Le message est clair. Le sens est donc ailleurs. Dans le hors-jeu ? De quoi s’agit-il exactement ?
Le film relate les moments de la vie d’un groupe de jeunes hommes dans la fleur de l’âge, fermiers de leur état, qui défendent chaque week-end les couleurs de leur équipe au cours de matchs de rugby. En Nouvelle-Zélande, ce sport n’est pas seulement une institution, il est également « une obsession nationale ».

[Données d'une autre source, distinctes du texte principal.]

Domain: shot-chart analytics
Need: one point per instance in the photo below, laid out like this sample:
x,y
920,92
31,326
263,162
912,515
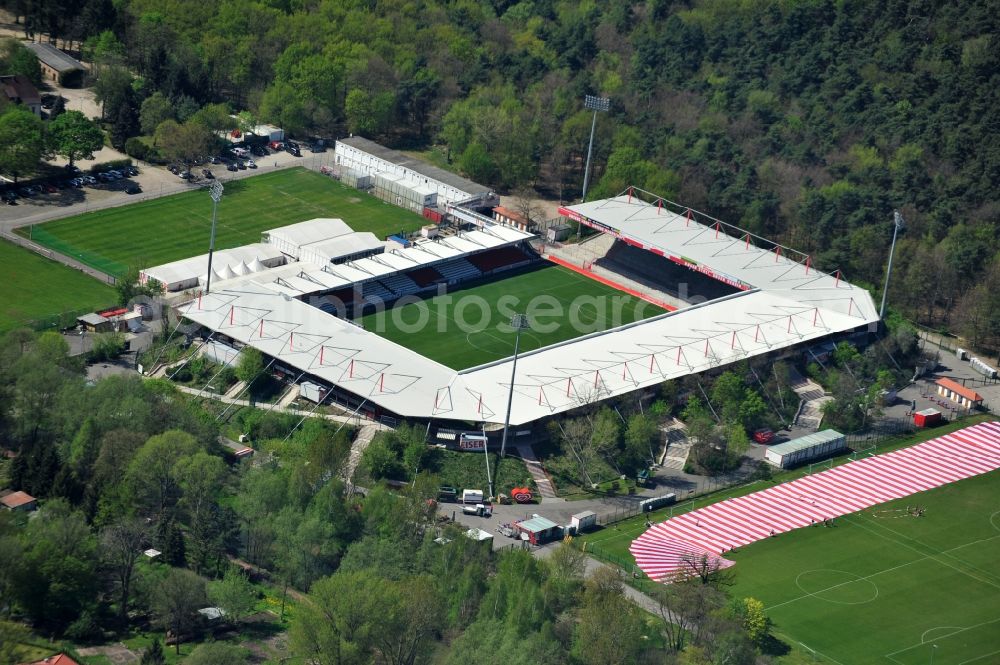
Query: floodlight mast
x,y
216,192
898,225
518,322
595,104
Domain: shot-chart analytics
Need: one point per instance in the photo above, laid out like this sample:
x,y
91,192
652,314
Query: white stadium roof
x,y
784,302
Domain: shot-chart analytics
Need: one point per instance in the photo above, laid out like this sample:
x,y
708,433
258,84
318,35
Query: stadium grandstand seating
x,y
375,292
424,276
498,259
661,273
458,270
345,296
399,284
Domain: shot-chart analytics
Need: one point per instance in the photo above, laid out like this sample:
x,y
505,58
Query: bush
x,y
107,346
136,147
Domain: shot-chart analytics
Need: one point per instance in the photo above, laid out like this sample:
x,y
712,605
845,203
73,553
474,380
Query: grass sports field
x,y
879,588
178,226
467,327
882,587
35,288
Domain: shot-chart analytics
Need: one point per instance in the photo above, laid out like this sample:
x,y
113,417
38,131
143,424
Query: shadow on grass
x,y
772,646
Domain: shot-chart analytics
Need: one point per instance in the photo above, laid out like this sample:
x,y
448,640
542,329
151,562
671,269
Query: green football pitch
x,y
468,327
178,226
881,587
36,289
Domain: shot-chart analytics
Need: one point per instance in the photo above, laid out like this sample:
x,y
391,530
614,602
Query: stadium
x,y
314,318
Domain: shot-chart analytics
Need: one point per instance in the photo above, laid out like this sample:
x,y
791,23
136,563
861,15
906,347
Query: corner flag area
x,y
909,577
724,526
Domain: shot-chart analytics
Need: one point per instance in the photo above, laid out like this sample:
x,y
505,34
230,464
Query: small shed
x,y
805,448
19,90
956,392
479,535
926,418
558,232
538,530
19,501
584,521
513,218
57,66
94,322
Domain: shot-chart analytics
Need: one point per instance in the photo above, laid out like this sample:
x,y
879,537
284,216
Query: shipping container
x,y
806,448
313,391
927,417
983,368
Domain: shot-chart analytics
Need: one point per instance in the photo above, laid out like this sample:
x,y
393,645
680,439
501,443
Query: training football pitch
x,y
882,586
886,587
178,226
469,326
35,289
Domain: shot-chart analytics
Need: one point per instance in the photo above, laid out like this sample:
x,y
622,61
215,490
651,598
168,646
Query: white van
x,y
472,496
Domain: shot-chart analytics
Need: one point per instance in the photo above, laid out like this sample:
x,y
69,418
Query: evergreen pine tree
x,y
154,654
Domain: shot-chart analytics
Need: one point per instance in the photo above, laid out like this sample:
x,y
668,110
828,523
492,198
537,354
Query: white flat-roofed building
x,y
364,156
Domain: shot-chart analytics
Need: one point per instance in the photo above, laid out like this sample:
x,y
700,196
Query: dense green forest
x,y
125,463
807,122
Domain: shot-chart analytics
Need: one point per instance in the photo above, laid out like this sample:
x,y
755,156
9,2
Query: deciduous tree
x,y
74,137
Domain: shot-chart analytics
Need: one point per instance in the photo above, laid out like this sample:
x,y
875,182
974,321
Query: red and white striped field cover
x,y
668,548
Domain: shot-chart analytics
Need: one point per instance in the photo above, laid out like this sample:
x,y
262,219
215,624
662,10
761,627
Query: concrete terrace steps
x,y
361,441
542,481
813,397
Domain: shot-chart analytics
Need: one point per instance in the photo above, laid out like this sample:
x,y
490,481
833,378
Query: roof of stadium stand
x,y
783,302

Or ici ce que nous pouvons voir ce sont des attitudes comportementales de ces jeunes joueurs non seulement sur le terrain, mais aussi dans la vie. Coule t-il en eux, le sang des Maoris ? Sont-ils dotés du mana, propre à cette culture3 ? Le film le laisse à penser.
Pour se préparer au combat, les joueurs exécutent, tels des guerriers, une sorte de ballet tribal dans lequel se mêlent accolades, cris presque féroces : reliquat des combattants ancestraux dont-ils descendent ? Les sauts : des invocations à leurs forces originelles ? Sur le terrain ils seront fair-play. Dès leur enfance les règles de bonne conduite leur ont été inculquées. Pas de crocs-en-jambe, pas de coups bas. Le jeu est fraternel, propre bien mené et ce, dans un moment difficile car l’équipe a été déficiante lors des derniers matchs disputés. Ces hommes doivent relever le défi, ce qui sera fait.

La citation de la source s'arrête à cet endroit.